Sex addiction and porn addiction and difficulties managing anger
Today we’re getting back to our blog series talking about the impact that compulsive sexual behaviours can have on mental health. We took a break over Christmas and the new year, but you may remember back in November we looked at the links between sex addiction and porn addiction and anxiety and depression. Today we’re going to focus on a very common emotion that all of us experience at times. One that can be really uncomfortable – anger. And because it’s so uncomfortable, like other difficult feelings it can be a trigger for compulsive behaviours and if we don’t address it, then it’s almost impossible to secure confident recovery.
Let me start by saying there is nothing wrong with anger. Anger is not a negative emotion. In fact, there’s no such thing as a negative emotion because they’re all there to tell us to fix something but I think anger, in particular, gets a bad rap. We don’t like anger because it makes us feel uncomfortable. And we also feel uncomfortable if we’re around someone who’s angry. More than that, we may feel under threat if we’re around someone who’s angry.

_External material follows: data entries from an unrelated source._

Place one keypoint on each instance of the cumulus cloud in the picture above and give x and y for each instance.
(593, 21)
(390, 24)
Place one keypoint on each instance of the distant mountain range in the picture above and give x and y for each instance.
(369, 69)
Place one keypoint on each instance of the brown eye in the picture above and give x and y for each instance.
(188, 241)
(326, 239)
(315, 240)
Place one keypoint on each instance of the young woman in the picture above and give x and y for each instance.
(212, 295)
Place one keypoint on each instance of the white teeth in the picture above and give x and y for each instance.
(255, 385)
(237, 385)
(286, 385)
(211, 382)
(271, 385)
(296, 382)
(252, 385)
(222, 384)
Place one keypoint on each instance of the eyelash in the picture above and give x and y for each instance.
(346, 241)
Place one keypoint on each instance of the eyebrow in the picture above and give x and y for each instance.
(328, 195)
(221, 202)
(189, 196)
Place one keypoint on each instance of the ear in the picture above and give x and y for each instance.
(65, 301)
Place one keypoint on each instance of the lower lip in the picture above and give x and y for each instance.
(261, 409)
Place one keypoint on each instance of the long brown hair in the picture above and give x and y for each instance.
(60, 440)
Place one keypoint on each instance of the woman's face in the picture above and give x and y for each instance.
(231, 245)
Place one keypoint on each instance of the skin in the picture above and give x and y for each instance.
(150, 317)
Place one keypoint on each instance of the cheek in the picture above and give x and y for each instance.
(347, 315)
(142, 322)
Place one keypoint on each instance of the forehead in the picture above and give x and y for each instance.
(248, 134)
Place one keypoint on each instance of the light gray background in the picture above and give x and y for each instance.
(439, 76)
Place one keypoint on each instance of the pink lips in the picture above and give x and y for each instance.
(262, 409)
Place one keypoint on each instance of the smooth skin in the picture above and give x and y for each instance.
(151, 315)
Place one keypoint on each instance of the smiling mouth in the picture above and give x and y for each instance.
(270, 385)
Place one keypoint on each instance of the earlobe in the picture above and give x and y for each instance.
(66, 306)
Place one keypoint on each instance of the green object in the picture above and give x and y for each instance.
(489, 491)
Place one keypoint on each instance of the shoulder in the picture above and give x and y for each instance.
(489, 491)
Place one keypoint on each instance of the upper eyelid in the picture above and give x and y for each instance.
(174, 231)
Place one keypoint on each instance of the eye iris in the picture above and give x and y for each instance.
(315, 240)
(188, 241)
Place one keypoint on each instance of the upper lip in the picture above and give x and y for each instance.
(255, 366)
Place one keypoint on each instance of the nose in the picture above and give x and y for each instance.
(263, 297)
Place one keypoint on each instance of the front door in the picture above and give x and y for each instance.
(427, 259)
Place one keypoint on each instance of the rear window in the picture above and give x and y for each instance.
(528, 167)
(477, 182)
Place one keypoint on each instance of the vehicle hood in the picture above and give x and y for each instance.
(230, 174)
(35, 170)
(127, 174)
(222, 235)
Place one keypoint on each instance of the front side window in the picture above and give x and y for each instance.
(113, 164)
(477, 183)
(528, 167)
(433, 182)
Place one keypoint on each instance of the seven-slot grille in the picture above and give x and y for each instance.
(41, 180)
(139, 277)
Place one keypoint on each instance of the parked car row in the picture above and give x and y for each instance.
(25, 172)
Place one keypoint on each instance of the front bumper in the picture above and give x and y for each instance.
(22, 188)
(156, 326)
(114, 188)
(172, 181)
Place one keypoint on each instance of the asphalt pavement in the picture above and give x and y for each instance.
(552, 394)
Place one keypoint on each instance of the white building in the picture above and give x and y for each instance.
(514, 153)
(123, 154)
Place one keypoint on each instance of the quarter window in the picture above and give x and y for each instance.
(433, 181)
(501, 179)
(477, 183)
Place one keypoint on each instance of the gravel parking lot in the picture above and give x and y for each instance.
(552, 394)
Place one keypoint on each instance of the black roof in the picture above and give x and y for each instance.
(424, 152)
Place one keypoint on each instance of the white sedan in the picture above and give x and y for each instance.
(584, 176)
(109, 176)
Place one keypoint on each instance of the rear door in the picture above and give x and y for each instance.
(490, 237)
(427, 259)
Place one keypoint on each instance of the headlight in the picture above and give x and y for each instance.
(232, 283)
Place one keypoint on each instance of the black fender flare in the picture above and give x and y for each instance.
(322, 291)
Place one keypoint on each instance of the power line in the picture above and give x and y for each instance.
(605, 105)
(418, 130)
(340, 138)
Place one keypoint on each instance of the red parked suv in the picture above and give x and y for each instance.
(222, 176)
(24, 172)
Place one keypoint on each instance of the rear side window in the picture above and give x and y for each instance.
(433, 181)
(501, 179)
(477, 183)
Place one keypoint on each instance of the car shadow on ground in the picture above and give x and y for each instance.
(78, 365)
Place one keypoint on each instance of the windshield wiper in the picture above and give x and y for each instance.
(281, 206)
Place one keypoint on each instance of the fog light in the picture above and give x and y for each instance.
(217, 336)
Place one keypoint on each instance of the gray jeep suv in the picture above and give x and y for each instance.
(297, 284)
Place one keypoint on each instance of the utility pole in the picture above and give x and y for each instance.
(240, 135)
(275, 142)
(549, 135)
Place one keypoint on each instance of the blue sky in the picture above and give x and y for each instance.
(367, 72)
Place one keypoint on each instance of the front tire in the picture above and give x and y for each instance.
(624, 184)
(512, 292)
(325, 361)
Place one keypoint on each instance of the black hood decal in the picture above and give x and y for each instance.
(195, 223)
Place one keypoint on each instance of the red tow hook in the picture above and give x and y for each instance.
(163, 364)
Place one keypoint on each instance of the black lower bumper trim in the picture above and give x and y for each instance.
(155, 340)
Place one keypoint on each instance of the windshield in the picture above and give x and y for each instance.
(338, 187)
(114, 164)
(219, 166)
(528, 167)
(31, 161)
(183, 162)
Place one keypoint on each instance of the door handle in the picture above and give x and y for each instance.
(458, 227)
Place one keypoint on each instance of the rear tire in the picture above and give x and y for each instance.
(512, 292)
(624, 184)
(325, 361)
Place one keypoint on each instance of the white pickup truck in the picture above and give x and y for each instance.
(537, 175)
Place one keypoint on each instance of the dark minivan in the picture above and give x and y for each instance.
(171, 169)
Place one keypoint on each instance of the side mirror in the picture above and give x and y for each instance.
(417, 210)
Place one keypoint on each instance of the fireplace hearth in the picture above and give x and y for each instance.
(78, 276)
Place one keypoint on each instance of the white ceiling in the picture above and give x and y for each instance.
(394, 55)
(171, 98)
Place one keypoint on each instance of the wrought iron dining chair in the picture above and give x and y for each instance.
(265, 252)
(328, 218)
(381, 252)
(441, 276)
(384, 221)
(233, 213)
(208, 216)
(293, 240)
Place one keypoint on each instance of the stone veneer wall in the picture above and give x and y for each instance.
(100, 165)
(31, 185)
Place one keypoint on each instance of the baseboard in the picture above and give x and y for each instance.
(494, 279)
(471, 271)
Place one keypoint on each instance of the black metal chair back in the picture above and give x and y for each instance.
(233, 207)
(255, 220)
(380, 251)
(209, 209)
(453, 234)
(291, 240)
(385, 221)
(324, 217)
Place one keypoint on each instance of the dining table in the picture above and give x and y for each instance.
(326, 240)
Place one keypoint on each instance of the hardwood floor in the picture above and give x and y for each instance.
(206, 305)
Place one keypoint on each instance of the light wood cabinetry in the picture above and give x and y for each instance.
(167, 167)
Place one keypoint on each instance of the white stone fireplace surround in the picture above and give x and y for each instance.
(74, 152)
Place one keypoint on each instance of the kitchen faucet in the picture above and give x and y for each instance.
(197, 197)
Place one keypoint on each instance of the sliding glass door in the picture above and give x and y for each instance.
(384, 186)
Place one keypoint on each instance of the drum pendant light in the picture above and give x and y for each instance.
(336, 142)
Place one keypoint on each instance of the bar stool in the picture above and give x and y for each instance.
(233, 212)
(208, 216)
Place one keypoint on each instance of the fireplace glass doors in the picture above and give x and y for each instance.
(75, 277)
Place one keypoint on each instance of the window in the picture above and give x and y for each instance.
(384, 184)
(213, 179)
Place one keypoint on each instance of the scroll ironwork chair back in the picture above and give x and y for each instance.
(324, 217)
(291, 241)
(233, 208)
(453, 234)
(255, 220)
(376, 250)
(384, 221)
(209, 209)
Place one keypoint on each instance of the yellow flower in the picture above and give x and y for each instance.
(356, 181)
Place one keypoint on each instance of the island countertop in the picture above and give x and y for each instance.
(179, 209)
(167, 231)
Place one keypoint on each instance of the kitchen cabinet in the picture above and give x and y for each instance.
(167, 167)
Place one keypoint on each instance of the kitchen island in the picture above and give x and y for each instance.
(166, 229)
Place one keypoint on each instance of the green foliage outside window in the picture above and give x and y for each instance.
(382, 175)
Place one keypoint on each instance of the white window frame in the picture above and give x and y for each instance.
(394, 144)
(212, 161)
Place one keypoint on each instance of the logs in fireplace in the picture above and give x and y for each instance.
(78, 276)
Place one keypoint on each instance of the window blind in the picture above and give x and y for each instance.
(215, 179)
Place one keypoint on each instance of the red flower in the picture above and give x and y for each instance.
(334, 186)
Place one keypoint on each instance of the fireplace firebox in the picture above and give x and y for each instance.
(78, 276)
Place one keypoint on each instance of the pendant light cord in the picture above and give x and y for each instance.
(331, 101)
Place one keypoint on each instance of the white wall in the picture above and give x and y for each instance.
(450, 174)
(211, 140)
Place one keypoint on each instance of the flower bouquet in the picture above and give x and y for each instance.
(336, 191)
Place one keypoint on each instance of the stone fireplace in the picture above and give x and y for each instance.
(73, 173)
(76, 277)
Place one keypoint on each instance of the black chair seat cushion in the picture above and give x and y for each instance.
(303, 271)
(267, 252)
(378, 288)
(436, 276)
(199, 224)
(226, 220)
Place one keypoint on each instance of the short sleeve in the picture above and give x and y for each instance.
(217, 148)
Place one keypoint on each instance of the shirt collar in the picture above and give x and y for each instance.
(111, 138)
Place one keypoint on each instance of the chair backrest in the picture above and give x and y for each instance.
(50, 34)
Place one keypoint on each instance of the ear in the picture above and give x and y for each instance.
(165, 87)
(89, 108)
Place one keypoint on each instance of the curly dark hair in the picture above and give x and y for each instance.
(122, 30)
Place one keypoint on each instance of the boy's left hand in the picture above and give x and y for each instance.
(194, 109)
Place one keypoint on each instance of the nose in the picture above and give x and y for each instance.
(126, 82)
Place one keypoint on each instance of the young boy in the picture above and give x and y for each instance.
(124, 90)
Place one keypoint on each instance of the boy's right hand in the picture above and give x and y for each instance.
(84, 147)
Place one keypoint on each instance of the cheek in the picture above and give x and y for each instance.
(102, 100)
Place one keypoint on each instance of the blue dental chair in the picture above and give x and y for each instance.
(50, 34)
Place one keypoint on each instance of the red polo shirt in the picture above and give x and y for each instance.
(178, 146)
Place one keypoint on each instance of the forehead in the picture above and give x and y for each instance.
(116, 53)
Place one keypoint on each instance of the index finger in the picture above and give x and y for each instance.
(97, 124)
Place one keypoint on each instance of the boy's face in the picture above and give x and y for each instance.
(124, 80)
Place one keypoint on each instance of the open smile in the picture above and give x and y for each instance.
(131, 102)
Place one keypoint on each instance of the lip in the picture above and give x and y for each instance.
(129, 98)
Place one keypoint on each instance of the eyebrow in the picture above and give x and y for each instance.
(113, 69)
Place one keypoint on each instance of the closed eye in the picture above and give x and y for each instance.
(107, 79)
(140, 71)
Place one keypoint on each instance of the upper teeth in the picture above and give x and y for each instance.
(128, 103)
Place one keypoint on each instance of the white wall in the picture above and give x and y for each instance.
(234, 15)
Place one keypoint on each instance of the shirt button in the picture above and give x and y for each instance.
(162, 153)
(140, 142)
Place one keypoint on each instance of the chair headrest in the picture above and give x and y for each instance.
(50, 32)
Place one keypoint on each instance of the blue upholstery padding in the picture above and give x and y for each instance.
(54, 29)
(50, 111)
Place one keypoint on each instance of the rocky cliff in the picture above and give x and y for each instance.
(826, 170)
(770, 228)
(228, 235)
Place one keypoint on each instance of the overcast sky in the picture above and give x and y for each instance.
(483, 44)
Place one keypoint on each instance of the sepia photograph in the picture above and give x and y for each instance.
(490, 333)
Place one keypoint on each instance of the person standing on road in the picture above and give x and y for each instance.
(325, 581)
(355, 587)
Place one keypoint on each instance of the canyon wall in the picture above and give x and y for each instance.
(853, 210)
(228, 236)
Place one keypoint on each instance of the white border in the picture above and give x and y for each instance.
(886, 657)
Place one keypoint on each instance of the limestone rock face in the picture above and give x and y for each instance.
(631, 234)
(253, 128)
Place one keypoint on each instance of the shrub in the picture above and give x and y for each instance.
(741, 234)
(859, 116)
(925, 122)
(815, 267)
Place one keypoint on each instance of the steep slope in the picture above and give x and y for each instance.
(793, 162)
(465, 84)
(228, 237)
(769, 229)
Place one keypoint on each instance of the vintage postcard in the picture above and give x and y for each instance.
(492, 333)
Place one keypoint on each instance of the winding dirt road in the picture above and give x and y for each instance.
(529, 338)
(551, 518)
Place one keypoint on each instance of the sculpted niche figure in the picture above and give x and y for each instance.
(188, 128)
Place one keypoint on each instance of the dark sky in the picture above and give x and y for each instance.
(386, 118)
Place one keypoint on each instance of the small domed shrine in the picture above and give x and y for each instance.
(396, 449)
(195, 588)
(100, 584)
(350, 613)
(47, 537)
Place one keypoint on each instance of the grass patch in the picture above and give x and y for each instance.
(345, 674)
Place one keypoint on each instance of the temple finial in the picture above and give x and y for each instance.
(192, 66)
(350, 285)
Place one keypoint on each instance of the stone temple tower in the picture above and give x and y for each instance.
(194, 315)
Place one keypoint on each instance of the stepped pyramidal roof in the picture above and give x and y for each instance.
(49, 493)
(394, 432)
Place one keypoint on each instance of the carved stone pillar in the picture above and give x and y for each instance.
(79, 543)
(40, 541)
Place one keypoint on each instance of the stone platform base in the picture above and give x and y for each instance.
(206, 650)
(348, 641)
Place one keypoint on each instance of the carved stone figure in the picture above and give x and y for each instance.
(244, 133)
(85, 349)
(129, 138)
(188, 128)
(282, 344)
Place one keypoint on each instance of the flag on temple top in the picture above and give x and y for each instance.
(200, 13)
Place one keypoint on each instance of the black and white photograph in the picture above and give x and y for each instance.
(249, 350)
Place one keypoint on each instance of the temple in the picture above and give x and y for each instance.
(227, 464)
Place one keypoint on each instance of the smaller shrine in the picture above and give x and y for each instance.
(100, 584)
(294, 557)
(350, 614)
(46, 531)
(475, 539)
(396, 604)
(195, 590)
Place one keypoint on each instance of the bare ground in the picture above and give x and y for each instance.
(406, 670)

Anger is perhaps the emotion, more than any other, that we’ll try to deny or avoid or project on someone else. It’s the emotion that we feel we most have to justify. But anger can be a very positive emotion, it’s one that can energise us and motivate us to fight for our rights, for justice and for the people we love and care about.
Anger and addiction
The language of anger covers a huge range from violent uncontrolled outbursts to constantly bubbling irritations, to simmering resentments and passive aggressive comments and behaviours. Physically anger is most commonly associated with stomach complaints. There’s a flip side as well though. If you’re someone who’s terrified of anger, perhaps because you grew up in a household where there was a lot of uncontrolled anger or you’ve been constantly told it’s wrong, then you may be someone who, on the surface at least, is always calm and pleasant and putting everyone else’s needs first. People who struggle with their anger either get angry too often, or not at all.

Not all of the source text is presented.